Não é porque a cidade tem índices quase zero de criminalidade que o presépio se manteve incólume, recebendo a visita de mais de cinco mil pessoas, moradores e turistas. É porque, segundo seu criador, presépio tem uma força de autoproteção tão gigantesca que nem as intempéries são capazes de destrui-lo.
Houve dois vendavais na cidade durante a exposição. Um deles derrubou árvores nos quintais das casas ao lado. Dentro da gruta, construída com papel que imita pedra, nada foi derrubado. A tosca armação da obra, feita com palhas secas de coqueiro, permaneceu firme como uma verdadeira rocha.
O sr. Natale arma e desarma o presépio de Caxambu há 49 anos. Mas começou a atividade antes, no Rio de Janeiro, onde deu com os costados em 1953, vindo da Calábria, Itália.
O pai foi seduzido a emigrar para o Brasil por parentes que tinham vindo nas duas grandes guerras.
Até hoje Natale não sabe porque foi o escolhido, entre nove irmãos, para a aventura do pai. O fato é que amaram o Brasil, foram bem sucedidos no trabalho e pouco tempo depois trouxeram o restante da família.
Na bagagem da mãe, não coube as pequenas esculturas que Natale já colecionava na Calábria, onde era pastor de ovelhas e nasceu no dia 25 de dezembro, dai o nome.
Mas no Rio, desde que chegou aos 18 anos de idade, ele manteve a tradição e montou vários presépios na rua.

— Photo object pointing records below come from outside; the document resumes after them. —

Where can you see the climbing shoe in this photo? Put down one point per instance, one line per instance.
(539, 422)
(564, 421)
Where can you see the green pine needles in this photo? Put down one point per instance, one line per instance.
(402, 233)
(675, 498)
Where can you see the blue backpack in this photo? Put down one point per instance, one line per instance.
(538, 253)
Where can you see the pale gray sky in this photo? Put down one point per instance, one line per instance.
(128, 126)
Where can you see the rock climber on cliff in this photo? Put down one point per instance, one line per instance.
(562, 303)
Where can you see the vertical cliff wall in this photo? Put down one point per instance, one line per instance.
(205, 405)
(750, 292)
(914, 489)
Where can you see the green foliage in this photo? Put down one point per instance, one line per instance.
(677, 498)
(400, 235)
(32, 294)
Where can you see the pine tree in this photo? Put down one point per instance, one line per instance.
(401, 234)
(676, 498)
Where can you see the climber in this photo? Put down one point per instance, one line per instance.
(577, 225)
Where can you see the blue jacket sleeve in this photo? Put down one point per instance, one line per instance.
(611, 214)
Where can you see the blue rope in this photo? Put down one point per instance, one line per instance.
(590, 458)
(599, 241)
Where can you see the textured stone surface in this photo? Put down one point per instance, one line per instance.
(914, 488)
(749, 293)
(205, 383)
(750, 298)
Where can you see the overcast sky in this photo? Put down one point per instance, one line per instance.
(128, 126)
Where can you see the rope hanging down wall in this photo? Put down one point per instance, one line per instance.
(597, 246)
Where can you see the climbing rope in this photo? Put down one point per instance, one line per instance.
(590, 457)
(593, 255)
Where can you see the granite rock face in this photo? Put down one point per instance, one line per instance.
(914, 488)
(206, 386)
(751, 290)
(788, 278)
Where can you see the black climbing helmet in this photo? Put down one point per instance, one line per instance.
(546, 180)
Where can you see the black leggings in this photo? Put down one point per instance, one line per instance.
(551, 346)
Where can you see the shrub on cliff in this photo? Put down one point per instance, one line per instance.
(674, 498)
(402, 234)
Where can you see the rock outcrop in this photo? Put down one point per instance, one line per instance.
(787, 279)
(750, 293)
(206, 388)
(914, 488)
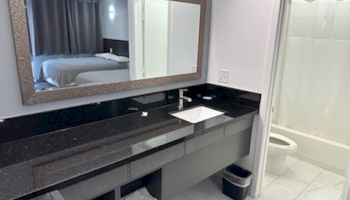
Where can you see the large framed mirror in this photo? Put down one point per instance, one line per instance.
(74, 48)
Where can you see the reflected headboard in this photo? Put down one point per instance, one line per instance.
(119, 47)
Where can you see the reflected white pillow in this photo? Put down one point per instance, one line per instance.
(121, 59)
(103, 55)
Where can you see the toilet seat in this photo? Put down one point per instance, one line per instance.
(290, 144)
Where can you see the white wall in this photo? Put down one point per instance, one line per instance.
(243, 39)
(115, 28)
(239, 42)
(184, 22)
(10, 95)
(156, 38)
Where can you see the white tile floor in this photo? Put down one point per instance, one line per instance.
(303, 181)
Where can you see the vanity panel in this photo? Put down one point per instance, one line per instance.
(195, 167)
(238, 126)
(204, 140)
(97, 185)
(156, 161)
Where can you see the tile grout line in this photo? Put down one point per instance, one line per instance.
(313, 180)
(280, 176)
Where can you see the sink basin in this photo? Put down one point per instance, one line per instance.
(197, 114)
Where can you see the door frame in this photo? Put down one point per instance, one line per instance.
(266, 105)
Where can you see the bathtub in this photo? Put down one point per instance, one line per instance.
(325, 152)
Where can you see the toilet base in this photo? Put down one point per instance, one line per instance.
(276, 165)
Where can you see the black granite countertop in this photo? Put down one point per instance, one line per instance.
(91, 148)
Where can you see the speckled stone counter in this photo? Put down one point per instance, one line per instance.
(43, 162)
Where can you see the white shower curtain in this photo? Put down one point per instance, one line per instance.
(314, 93)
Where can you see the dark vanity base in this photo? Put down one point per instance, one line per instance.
(96, 141)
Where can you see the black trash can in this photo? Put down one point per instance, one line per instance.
(236, 182)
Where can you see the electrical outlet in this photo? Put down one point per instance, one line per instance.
(224, 76)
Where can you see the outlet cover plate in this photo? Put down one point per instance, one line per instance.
(224, 76)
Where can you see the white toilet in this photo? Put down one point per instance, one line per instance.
(279, 147)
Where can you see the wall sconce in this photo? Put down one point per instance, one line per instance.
(111, 12)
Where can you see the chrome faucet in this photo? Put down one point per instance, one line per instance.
(182, 98)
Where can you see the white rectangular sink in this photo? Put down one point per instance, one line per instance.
(197, 114)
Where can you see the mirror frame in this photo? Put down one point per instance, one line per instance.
(23, 58)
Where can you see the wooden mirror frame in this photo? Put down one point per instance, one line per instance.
(23, 58)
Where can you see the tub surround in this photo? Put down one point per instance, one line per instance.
(97, 138)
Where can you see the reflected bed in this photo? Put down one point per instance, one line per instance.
(104, 76)
(62, 72)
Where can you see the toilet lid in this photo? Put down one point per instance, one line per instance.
(281, 141)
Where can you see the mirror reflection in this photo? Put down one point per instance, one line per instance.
(84, 42)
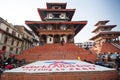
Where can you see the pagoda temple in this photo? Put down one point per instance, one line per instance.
(105, 39)
(56, 24)
(57, 57)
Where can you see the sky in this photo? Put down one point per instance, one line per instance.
(18, 11)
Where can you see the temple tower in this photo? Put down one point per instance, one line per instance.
(56, 24)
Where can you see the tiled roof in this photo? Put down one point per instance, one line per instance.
(108, 47)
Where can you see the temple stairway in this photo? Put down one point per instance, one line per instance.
(57, 52)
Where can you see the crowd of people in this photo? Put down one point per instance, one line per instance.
(109, 59)
(10, 63)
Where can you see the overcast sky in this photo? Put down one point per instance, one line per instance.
(17, 11)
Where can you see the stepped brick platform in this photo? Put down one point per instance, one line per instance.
(60, 70)
(57, 52)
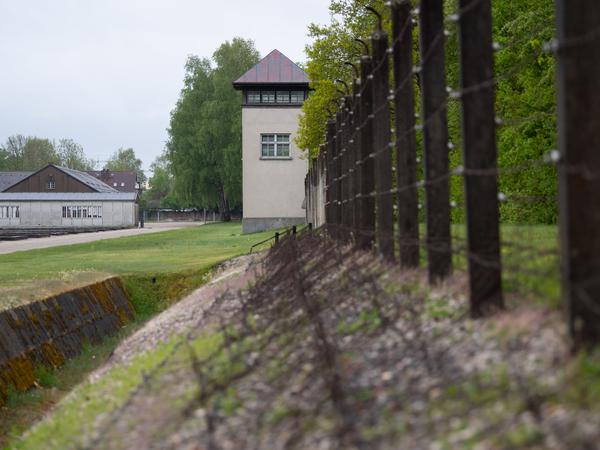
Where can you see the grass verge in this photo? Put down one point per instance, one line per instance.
(156, 269)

Mesmo lá, não houve ocorrência de furto das peças. Presépio impõe respeito.
Foram as águas que trouxeram o sr. Natale para Caxambu. Ele estava com pedras nos rins, fez um tratamento nas fontes do parque da cidade e se curou.
Passou a voltar a cada três meses. Depois, comprou terreno, construiu casa e, quando se aposentou, instalou-se de vez na mesma rua onde, a cada ano, oferece ao povo do lugar seu hobby e sua devoção.
No Natal, ele completou 90 anos. Não tem nenhuma queixa de saúde, a não ser leve surdez e pequena catarata, que ele trata com as águas curativas das 12 fontes existentes no parque. Está casado há 61 anos com a brasileira que encontrou no Rio. Tem dois filhos. Netos. Quatro irmãos ainda vivos.
Sua Itália rural está representada no jardim que ele cuida sozinho. Nunca voltou à Calábria. O Brasil é, para ele, a Terra Prometida, que teve a sorte de encontrar. E seu presépio é uma forma de dizer obrigado ao povo e ao país que o acolheu. É como o ouro, o incenso e a mirra que os três Reis Magos deram de presente ao Menino Jesus, ele explica.